There is, thankfully, no guarantee of an extended tenure for Johnson. A sizeable rump of MPs and ministers within his Conservative Party seem to realise how damaging an exit from the European Union (EU) without a ratified deal would be to their nation. An immediate vote of confidence is unlikely, though. Britain’s parliament goes into its summer recess tomorrow. Its attitude when it reconvenes in September — just weeks before the scheduled date for Brexit at the end of October — will depend to a considerable extent on what Johnson manages to achieve, or not, in the interim.
Boris Johnson is unlikely to make Britain great again.
In his final appearance at leadership hustings with Jeremy Hunt — the current foreign secretary, whose second place in votes by Tory MPs was guaranteed by strategic voting aimed at sidelining Michael Gove, a contestant the front runner was less willing to go up against — Johnson waved a kipper in the air as a clinching argument against an organisation that compelled a fisherman on the Isle of Man to ship his catch to mainland Britain with an ice pack.
That might have resonated but for the fact that the Isle of Man is not part of the EU, and the regulation was introduced by London rather than Brussels. It is of a piece, though, with the fallacious reports Johnson filed as The Daily Telegraph’s correspondent in the Belgian capital in his 20s, notably a blatant untruth about European bureaucrats bending over bananas to determine the angle of their curve. It could have worked as satire, but it was filed as fact.
His editor at the time, Max Hastings, declared in a recent column: “The Tory party is about to foist a tasteless joke upon the British people. He cares for nothing but his own fame and gratification … There is room for debate about whether he is a scoundrel or mere rogue, but not much about his moral bankruptcy, rooted in a contempt for truth.”
That could be mistaken as a description of the US president, and Donald Trump’s unseemly enthusiasm about Johnson’s imminent crowning is hardly surprising. There is equally little cause for shock in the recent revelation that Trump’s former ideological guru Steve Bannon — who moved on from his White House assignment to coordinating the European far right — offered his advice to Johnson when the latter quit May’s cabinet a year ago, describing her Brexit deal as excrement (which didn’t prevent him from voting for it in parliament).
It is difficult to disagree with those who see Johnson as the worst possible manifestation of British — or more specifically English — privilege and elitism. He is by no means the only Eton and Oxbridge alumnus who has considered himself born to rule, and this week his blond ambition reaches its apogee. Yet many Brexit-minded Britons considered themselves part of a revolt against precisely the sort of forces that Johnson represents.
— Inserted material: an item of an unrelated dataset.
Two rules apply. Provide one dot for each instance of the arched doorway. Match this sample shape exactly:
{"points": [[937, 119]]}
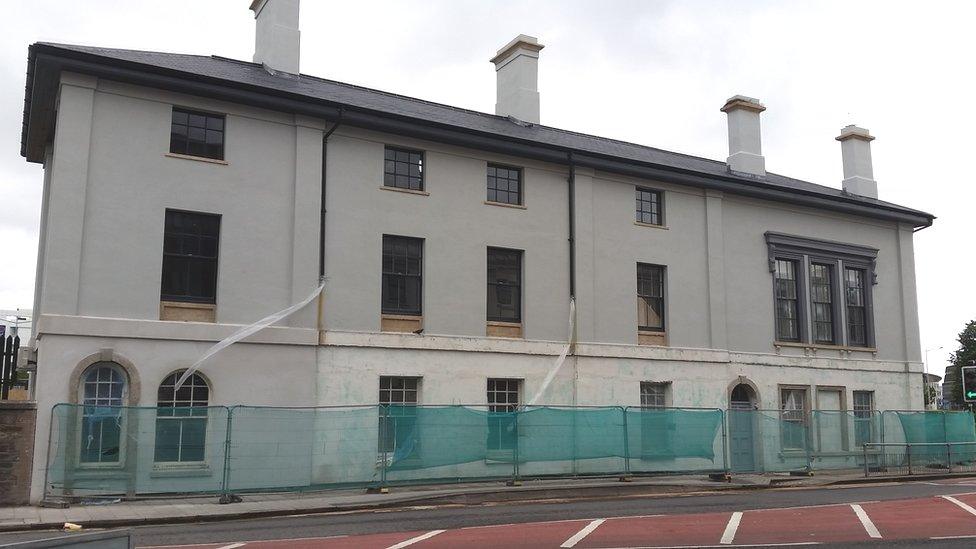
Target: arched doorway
{"points": [[743, 402]]}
In her valedictory speech at the farewell drinks she hosted in Downing Street for members of her party and Northern Ireland’s reactionary Democratic Unionists, Theresa May declared to her guests that their priority was to prevent Jeremy Corbyn from taking up residence in No. 10.
Separately, Johnson has also been paraded as standing as the best candidate for exorcising the prospect of a Corbyn prime ministership, often by the very same folk who argue that the Labour Party doesn’t stand a chance with him at its helm. Many Labour MPs seem equally averse to the idea of a government that seeks to reverse at least some of the damage done to Britain under the neoliberal aegis of Margaret Thatcher and her favourite successor, Tony Blair.
At its root, the concerted campaign against Corbyn-led Labour has less to do with its ambiguity over Brexit or its antipathy towards the Netanyahu regime than it does with a domestic agenda that resonates with much of the electorate but threatens the very interests that Boris Johnson represents. There is at least a chance that the latter’s advent as prime minister could turn out to be the ideal argument for a socialist alternative. I’ll be keeping my fingers crossed.